Southern California Loan Modification Scam Used Complicated Money Trail With $1M+ Flowing Into Mexico, Says State AG

In Southern California, the Los Angeles Times reports on an alleged loan modification scam which, according to authorities, is among the most sophisticated operating in California, that stymied investigators with a thicket of bank accounts, 1-800 numbers and wire transfers to Mexico until they finally busted the operation in October.

  • The California attorney general's office had been fielding complaints for months from homeowners who had fallen victim to what one prosecutor termed a "brilliant scheme." Representatives of this operation allegedly induced homeowners to send them as many as three consecutive mortgage payments. More than $1 million flowed through a series of bank accounts, much of it eventually crossing the border to banks in Mexico, according to the attorney general's office.

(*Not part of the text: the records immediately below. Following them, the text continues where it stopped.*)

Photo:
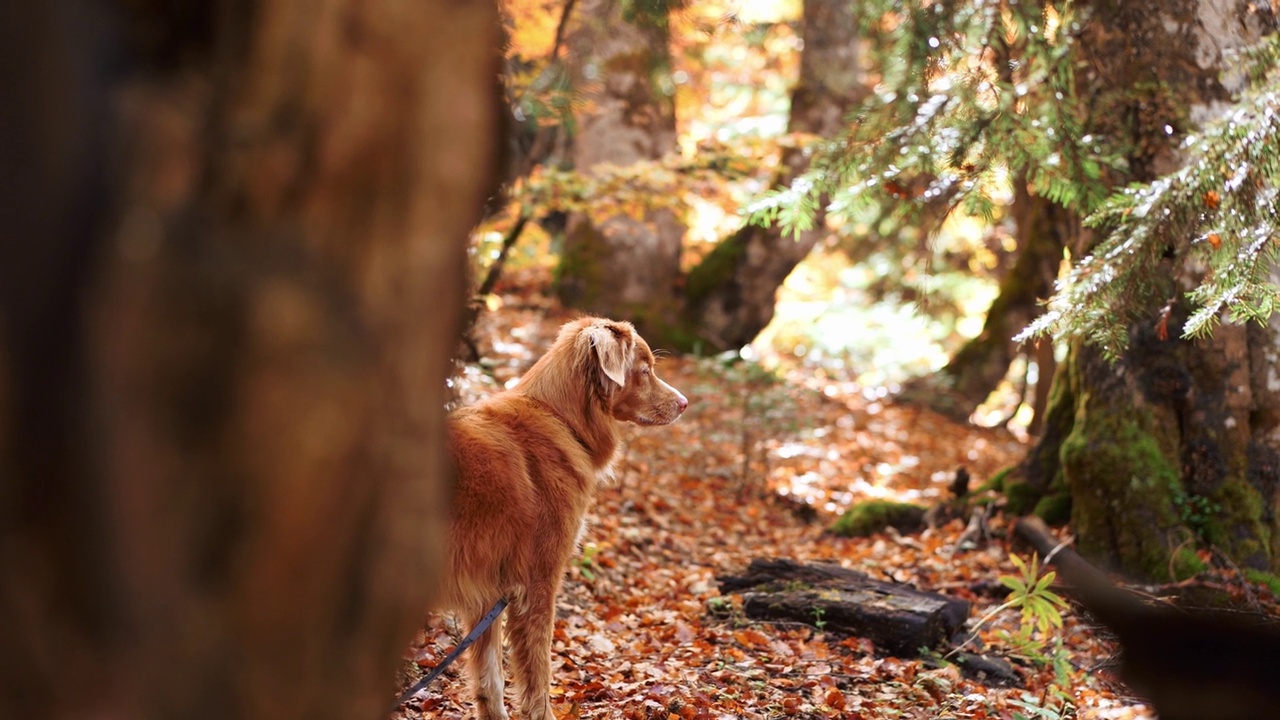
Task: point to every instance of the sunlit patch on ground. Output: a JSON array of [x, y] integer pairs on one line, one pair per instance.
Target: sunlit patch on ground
[[643, 629]]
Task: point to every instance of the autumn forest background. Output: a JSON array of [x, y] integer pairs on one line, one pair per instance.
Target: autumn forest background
[[888, 244], [972, 301]]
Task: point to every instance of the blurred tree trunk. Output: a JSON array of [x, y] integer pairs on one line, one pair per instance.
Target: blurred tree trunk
[[622, 267], [730, 296], [229, 286], [1179, 441], [1041, 229]]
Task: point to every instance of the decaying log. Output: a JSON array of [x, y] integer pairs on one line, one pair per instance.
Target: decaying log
[[1191, 664], [897, 618]]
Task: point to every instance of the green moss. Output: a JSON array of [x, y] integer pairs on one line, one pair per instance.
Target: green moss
[[1055, 509], [1187, 564], [716, 268], [1022, 496], [873, 515], [1237, 525], [995, 483], [1123, 487]]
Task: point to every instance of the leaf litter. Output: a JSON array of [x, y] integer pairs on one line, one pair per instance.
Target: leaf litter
[[758, 468]]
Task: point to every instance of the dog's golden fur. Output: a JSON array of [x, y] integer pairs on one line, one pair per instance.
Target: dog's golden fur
[[529, 460]]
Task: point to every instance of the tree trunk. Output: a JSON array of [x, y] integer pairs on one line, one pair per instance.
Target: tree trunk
[[981, 364], [228, 299], [731, 294], [1176, 442], [622, 267]]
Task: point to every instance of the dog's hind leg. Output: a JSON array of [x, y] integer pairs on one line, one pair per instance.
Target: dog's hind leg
[[529, 630], [485, 666]]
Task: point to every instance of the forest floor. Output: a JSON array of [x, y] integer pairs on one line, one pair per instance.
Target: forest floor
[[759, 468]]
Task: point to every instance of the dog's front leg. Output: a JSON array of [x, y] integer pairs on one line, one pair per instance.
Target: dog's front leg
[[485, 665], [529, 629]]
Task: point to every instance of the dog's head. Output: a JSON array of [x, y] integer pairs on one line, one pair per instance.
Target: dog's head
[[620, 360]]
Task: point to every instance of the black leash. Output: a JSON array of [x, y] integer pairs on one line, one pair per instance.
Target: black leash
[[466, 642]]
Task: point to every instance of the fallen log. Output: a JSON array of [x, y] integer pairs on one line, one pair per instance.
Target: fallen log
[[896, 618], [1191, 664]]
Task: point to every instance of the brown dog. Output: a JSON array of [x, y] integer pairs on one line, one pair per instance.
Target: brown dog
[[529, 460]]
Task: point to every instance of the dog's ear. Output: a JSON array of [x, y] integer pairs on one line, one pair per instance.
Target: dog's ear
[[613, 345]]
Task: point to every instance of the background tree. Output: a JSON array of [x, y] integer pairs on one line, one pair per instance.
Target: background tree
[[1170, 445], [621, 264], [228, 296], [731, 294]]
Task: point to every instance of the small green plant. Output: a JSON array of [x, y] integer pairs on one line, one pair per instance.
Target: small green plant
[[1041, 611], [817, 618]]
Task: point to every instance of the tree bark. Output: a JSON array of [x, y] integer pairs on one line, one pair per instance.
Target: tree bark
[[622, 267], [1174, 443], [979, 365], [731, 294], [228, 299]]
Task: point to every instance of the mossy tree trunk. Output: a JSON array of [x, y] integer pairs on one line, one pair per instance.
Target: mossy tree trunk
[[622, 265], [1175, 445], [979, 365], [731, 294], [229, 290]]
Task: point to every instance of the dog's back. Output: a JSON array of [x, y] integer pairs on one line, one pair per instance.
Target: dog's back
[[529, 460], [524, 484]]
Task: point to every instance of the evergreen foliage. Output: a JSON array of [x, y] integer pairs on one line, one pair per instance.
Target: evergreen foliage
[[976, 94], [1220, 212], [972, 92]]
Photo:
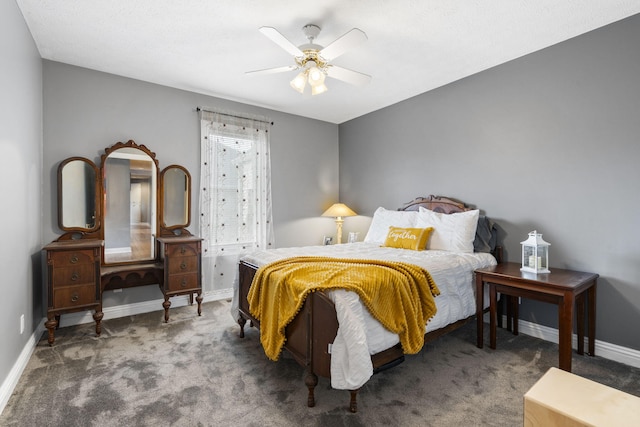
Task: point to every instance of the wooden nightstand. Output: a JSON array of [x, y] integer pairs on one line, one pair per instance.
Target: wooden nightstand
[[182, 269], [565, 288]]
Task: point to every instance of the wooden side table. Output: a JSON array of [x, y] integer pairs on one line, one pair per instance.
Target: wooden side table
[[565, 288]]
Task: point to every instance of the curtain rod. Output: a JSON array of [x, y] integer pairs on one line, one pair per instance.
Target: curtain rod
[[231, 115]]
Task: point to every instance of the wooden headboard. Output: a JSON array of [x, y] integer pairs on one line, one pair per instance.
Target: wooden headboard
[[448, 205], [436, 204]]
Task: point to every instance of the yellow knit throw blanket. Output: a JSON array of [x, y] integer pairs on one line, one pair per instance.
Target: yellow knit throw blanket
[[399, 295]]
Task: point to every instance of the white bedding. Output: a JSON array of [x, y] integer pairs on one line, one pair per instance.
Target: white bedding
[[359, 334]]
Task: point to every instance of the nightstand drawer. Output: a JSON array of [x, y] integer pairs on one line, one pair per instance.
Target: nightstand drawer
[[187, 264], [74, 296], [183, 282], [75, 275], [182, 249], [71, 258]]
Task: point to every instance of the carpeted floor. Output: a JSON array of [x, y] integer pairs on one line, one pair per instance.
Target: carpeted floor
[[196, 371]]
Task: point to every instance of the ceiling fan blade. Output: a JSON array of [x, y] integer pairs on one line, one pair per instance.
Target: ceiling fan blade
[[348, 76], [275, 36], [273, 70], [348, 41]]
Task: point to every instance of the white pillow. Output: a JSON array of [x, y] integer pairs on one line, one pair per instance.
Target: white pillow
[[383, 219], [451, 232]]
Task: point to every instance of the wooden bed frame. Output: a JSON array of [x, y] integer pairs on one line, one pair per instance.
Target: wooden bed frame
[[309, 344]]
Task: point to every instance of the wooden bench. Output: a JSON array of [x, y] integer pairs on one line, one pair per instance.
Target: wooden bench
[[561, 398]]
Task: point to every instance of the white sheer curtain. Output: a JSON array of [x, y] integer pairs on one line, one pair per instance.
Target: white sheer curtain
[[235, 194]]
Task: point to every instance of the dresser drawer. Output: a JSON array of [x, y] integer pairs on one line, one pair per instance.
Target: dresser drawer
[[186, 264], [70, 258], [74, 296], [183, 282], [75, 275]]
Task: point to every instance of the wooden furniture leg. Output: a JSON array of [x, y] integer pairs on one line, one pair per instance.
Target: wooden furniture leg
[[493, 315], [166, 304], [565, 326], [311, 381], [51, 324], [479, 310], [199, 301], [591, 312], [97, 316], [580, 303], [353, 404], [242, 321]]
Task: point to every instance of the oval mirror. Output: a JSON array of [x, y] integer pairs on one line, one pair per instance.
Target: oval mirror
[[129, 175], [176, 197], [77, 195]]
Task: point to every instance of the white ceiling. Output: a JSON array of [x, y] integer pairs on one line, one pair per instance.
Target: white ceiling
[[206, 46]]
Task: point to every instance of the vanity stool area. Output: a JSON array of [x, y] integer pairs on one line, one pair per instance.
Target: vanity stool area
[[125, 226]]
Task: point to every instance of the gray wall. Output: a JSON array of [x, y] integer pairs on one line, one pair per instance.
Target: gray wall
[[20, 184], [86, 111], [549, 141]]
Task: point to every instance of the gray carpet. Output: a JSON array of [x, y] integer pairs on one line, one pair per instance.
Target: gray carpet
[[196, 371]]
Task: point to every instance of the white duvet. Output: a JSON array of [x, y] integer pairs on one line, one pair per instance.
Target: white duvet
[[359, 334]]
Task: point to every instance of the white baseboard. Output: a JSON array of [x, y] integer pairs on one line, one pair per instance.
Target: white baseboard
[[11, 381], [603, 349]]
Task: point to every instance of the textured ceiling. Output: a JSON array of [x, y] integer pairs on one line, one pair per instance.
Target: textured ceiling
[[206, 46]]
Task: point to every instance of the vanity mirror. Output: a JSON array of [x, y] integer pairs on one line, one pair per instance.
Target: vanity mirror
[[129, 186], [78, 189]]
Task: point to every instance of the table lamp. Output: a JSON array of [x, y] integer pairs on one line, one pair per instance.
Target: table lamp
[[339, 211]]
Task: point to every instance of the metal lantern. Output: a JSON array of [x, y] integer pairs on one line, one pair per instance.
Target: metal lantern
[[535, 254]]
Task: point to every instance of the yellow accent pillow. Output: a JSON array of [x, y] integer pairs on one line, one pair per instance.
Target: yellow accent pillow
[[408, 238]]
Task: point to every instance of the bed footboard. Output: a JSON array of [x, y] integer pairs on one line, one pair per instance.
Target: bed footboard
[[310, 335]]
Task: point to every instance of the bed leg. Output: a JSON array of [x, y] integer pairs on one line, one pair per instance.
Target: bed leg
[[353, 404], [311, 381], [241, 322]]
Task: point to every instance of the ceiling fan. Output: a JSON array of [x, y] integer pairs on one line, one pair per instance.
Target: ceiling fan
[[314, 60]]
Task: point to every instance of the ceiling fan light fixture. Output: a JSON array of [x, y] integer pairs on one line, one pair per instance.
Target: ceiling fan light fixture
[[318, 89], [316, 76], [299, 82]]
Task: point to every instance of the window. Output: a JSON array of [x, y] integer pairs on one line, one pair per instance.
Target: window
[[235, 194]]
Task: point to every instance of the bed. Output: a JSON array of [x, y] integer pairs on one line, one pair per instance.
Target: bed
[[326, 344]]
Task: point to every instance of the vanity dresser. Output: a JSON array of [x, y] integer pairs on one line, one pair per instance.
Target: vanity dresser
[[125, 225]]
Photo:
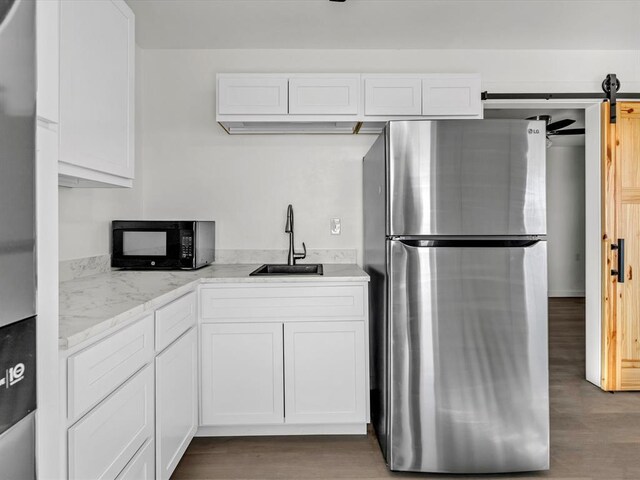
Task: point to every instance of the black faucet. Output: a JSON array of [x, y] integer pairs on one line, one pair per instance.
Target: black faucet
[[293, 256]]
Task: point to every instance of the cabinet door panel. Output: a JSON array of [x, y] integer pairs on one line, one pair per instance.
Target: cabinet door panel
[[451, 95], [97, 86], [252, 95], [393, 96], [325, 372], [242, 374], [176, 402], [324, 96]]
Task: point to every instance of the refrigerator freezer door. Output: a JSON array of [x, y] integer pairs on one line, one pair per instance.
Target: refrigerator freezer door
[[466, 177], [468, 359], [17, 160]]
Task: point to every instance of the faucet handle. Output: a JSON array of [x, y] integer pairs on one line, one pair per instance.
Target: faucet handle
[[300, 256]]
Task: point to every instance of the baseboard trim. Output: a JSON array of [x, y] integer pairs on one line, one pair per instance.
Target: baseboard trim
[[262, 430]]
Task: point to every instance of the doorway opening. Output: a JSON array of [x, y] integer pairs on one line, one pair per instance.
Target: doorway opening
[[573, 209]]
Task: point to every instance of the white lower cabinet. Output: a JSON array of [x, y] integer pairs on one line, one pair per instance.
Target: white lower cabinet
[[103, 442], [142, 466], [242, 374], [324, 365], [176, 401]]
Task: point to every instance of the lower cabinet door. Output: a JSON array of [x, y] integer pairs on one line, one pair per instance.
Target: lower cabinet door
[[176, 401], [325, 372], [105, 440], [142, 466], [242, 374]]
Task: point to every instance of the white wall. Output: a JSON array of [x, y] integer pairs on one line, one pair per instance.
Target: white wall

  • In some cases, people lost their homes because they did nothing to head off foreclosure, believing they had made a deal with their bank. Despite there being hundreds of victims, investigators found the trail confusing. The operation did not register its phone lines in its own name. Instead, investigators said, its 800-numbers ran through Internet phone companies. It was the same with the bank accounts.

  • [Investigators] began working backward from the accounts where checks were deposited and postal boxes where victims sent their money. They determined that much of the money seemed to go to Juan Jose Perez and Isuara Hernandez, a married couple with three children who had recently lived in San Bernardino County. On Oct. 27, the attorney general's office filed a 39-count complaint charging Hernandez, Perez and several associates with grand theft, money-laundering and conspiracy.(1) Five of Hernandez and Perez's associates pleaded guilty;(2) but Hernandez and Perez, who authorities say are the ringleaders, have eluded capture. Investigators suspect they went to Mexico.

For the story, see In California, mortgage scammers find easy pickings (As foreclosures climb, so does fraud by schemers preying on desperate homeowners hoping to modify their loans. State investigators have 750 open cases -- up from just 10 a year ago).

(1) See California AG press release: Attorney General Brown Breaks Up Foreclosure Scam Ring.

(2) See California AG press release: Attorney General Brown Sends Perpetrators of Loan Modification Fraud to Prison.